Abri um sorriso preguiçoso.

- Como um adolescente de dezenove anos consegue abrir um bar? Eu fiz vinte no ano passado e não tenho nem uma bicicleta.

- Foi com o dinheiro da venda de uns imóveis que a minha avó materna tinha. Ela morreu quando eu era muito pequeno e a herança ficou retida até eu ser maior de idade.

Meu Deus, quanto dinheiro a família materna dele tinha?!

Se sua avó tinha morrido quando ele ainda era criança, o certo seria que todos os bens passassem para a mãe de Samuel, não para ele. Mas até onde Kira tinha me contado, sua mãe também tinha morrido. Desse jeito, com a morte dos dois avós, com alguns anos de distância um do outro, Samuel herdava tudo.

Engoli em seco. Quantas pessoas aquele homem já tinha perdido? A mãe, uma avó, um avô... Ele tinha irmãos? E quanto ao seu pai? Se ele não se dava bem com o avô, quem o teria criado?

As perguntas se acumulavam, mas quando olhei para ele, o barulho da tempestade desvanecendo devagar lá fora, uma única certeza me atingiu:

Samuel estava sozinho.

Seja lá quem ele fosse e qual era sua história, disso eu sabia. Não havia mais ninguém. E eu não precisava fazer perguntas para saber disso. De repente, vi tudo no seu olhar.

- A chuva parou - a voz dele me tirou dos pensamentos e eu pisquei depressa. - É melhor a gente correr para o carro antes que comece de novo.
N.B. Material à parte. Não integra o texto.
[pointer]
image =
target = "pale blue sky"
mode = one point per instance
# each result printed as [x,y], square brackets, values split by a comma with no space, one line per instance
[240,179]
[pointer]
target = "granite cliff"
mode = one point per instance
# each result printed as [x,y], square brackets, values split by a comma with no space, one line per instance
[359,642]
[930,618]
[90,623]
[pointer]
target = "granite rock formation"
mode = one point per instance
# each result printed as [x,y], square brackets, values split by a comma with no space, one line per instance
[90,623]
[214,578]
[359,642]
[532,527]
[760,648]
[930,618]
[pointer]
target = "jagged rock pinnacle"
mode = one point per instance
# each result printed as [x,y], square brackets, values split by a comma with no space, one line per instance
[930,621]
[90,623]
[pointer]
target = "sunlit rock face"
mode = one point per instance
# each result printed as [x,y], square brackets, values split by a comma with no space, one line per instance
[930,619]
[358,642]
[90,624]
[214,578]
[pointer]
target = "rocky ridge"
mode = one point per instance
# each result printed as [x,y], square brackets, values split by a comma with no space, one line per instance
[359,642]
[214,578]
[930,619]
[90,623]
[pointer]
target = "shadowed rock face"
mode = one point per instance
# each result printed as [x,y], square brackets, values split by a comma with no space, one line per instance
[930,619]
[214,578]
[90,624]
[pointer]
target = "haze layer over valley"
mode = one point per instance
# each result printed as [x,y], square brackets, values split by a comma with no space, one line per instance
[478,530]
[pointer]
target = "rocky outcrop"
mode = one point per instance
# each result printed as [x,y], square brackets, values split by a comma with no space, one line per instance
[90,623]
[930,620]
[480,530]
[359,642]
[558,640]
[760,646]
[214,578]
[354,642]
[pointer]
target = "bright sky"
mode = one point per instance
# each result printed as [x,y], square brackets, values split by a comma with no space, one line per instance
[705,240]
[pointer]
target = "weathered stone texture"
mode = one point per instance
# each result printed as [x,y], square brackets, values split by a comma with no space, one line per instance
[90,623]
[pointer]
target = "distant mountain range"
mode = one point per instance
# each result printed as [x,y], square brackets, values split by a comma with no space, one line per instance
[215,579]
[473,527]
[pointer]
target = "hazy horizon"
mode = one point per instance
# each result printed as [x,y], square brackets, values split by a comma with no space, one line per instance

Eu assenti e pulei do banco, passando por ele quando abriu a porta para mim.

- Vai me dar carona todos os dias agora? - perguntei enquanto ele trancava o bar com uma das chaves de um molho cheio delas.

- Só até você arranjar uma bicicleta.

Sorri para ele.

- Vou ajeitar isso com o meu primeiro salário.

Então o acompanhei até o carro. E apesar do medo por ficar ali sozinha com ele ainda existisse, o sentimento parecia cada vez menor.

Encostei a cabeça no vidro da janela e olhei para fora.

A vida tinha mudado depressa demais. Eu passava de uma corrida a outra o tempo todo, tentando sobreviver, lutando por algo - qualquer coisa - que não me jogasse no limbo de novo.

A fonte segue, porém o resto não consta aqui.